Online Survey Results Indicate Widespread Alcohol Problem
Harris Insights & Analytics, the company behind the Harris Poll was responsible for conducting the online survey, which took place between March 25-27, 2019. The survey results found that of the 1,969 adults age 21 or older who participated, 1,183 consumed at least one alcoholic drink over the course of a typical week.
• According to the researchers, 33 percent of Americans in the 35-44 age group who drink at least one alcoholic beverage weekly also confirmed at least one statement that would make an addiction specialist consider an intervention.
• Nine percent of adults in this age group continue to drink even though their alcohol use has already had negative consequences on their relationships, career or education.

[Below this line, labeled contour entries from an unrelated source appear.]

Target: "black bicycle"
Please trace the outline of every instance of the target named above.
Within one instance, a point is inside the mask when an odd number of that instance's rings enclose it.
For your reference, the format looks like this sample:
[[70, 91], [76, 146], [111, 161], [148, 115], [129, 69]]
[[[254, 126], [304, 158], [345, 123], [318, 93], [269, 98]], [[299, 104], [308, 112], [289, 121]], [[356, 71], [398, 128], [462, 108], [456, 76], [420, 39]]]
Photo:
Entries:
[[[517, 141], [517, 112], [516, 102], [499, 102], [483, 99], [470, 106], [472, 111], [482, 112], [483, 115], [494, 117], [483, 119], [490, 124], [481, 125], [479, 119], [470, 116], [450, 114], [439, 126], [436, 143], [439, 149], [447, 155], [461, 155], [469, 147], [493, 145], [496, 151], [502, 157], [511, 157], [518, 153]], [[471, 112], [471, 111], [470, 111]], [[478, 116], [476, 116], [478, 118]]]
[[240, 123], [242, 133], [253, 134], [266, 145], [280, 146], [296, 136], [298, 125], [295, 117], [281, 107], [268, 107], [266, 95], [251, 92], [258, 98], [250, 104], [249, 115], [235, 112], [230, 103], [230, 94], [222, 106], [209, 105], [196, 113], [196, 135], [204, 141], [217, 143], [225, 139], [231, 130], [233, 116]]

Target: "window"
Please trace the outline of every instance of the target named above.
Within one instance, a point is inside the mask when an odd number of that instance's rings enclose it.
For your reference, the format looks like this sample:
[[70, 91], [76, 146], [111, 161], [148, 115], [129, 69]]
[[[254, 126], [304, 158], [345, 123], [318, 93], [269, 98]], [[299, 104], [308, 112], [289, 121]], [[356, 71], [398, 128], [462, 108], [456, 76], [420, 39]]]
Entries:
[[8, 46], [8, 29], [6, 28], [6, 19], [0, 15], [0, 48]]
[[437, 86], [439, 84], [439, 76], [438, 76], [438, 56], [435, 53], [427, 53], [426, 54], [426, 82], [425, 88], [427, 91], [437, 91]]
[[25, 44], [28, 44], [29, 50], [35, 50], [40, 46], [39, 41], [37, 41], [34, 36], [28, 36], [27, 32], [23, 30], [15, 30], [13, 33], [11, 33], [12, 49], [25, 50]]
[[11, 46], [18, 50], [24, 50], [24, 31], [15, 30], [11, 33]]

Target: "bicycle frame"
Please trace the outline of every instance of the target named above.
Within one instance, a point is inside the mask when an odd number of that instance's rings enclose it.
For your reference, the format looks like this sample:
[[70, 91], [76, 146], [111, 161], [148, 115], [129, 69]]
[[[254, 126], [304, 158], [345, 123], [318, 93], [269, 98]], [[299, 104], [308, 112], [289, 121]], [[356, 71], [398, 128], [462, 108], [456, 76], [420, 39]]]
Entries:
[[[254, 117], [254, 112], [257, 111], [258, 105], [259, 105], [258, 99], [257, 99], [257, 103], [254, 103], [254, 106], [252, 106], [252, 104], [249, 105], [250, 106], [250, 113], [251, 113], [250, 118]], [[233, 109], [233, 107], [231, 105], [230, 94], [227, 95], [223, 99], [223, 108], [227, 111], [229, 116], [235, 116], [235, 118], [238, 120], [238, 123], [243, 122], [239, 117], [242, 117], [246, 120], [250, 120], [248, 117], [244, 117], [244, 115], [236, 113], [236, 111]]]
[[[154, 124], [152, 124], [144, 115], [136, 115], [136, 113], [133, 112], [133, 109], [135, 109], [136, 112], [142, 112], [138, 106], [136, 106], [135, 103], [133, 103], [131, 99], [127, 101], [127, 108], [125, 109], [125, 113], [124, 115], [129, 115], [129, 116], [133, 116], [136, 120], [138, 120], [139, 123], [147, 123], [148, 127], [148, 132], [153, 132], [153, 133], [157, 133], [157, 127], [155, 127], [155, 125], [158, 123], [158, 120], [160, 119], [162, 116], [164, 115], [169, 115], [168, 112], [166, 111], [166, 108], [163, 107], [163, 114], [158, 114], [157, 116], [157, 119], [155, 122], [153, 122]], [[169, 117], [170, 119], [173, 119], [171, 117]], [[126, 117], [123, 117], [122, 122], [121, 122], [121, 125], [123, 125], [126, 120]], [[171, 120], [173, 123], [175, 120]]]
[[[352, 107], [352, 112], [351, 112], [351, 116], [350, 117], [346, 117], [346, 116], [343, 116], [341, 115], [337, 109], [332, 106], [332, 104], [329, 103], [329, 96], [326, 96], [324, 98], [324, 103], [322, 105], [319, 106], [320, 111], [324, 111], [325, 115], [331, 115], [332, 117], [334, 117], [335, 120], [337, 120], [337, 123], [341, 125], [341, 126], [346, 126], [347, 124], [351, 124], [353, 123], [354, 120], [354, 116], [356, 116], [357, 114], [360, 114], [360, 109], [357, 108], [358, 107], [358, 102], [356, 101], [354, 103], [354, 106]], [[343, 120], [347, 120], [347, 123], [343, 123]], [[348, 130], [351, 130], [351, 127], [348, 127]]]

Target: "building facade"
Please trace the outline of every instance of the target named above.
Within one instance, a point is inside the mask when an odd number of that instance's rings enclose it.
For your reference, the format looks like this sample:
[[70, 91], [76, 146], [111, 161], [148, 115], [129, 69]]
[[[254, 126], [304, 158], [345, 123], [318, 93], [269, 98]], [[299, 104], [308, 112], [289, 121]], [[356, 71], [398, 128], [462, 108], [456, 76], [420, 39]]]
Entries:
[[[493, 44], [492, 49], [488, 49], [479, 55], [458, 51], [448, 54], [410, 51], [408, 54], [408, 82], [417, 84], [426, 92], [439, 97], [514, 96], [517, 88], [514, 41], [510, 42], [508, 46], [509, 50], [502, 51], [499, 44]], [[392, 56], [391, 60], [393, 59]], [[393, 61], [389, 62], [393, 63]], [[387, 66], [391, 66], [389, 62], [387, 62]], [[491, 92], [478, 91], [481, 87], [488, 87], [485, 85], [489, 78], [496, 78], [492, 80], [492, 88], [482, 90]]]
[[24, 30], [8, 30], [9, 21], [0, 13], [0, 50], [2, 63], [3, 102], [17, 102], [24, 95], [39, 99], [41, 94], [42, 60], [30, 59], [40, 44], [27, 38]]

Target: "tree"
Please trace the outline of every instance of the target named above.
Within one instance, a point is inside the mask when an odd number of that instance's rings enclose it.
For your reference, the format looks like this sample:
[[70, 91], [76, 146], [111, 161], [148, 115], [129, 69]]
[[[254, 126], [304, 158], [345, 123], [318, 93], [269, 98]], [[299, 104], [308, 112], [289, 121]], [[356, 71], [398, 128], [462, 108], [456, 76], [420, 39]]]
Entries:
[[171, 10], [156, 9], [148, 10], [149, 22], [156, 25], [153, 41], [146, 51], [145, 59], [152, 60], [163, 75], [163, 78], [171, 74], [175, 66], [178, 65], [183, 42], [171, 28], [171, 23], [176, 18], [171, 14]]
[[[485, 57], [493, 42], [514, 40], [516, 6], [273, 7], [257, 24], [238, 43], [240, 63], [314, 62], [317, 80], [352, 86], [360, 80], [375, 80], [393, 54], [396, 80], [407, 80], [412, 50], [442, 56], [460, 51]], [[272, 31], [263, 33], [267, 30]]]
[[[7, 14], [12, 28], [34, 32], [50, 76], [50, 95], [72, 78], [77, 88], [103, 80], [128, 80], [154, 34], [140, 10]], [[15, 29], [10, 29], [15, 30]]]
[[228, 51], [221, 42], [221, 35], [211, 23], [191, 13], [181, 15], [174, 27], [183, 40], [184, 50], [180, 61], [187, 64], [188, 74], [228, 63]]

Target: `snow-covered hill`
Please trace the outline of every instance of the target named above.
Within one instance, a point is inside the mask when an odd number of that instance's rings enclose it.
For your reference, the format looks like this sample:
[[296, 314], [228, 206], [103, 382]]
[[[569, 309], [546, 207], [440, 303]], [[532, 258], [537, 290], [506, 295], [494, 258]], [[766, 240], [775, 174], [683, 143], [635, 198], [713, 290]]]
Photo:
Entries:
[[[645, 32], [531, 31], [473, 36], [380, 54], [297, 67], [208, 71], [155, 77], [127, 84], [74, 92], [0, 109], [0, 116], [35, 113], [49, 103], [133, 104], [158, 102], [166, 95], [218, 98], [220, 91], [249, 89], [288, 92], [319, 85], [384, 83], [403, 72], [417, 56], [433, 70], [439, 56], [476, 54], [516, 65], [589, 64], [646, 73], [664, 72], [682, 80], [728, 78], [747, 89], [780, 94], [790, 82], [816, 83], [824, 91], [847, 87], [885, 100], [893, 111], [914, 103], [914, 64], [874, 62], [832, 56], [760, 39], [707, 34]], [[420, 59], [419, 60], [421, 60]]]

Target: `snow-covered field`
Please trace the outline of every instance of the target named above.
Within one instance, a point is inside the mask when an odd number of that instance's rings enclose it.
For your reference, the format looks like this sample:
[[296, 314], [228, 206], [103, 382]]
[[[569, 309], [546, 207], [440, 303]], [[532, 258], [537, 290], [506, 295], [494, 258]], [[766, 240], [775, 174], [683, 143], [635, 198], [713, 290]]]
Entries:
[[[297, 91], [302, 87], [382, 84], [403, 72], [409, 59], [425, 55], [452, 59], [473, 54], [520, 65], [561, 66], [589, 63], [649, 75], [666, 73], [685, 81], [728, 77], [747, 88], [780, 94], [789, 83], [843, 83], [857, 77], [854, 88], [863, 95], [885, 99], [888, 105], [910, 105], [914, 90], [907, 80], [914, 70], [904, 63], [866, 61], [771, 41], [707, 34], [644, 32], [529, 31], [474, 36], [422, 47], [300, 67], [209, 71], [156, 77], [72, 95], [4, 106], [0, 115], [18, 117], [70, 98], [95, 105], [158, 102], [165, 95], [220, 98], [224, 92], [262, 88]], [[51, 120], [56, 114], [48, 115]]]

• Seven percent of people aged 35-44 and 10 percent of those in the 45-54 age group said they binge drink regularly. Binge drinking is defined as consuming five drinks (or more) in two hours for men and four drinks (or more) for women within a two-hour period.
Health Consequences of Binge Drinking
The main goal of binge drinking is to become intoxicated. There are a number of dangers associated with this state, including:
• Alcohol poisoning
• Lack of judgment
• Loss of coordination
Alcohol poisoning is another health consequence of binge or heavy drinking. Alcohol is a depressant, which means it slows down the central nervous system. Breathing and heart rate are affected in this way. Blood alcohol levels continue to increase, even if the intoxicated person has lost consciousness. Alcohol poisoning is a medical emergency, which can be fatal if untreated.
Along with the dangers listed above, binge drinkers are at higher risk for a number of unintentional injuries. Someone who is under the influence is more likely to fall, burn themselves, be involved in a motor vehicle accident or drown.
Malissa Barbosa, D.O., a board-certified family physician and fellowship-trained addiction specialist, commented in a statement that we worry about young people in college, and putting themselves in danger from excessive drinking; however, the behavior has “become pervasive among adults too.” She went on to say that the time has come to have serious conversations about the impact that excessive drinking had on all age groups in our society.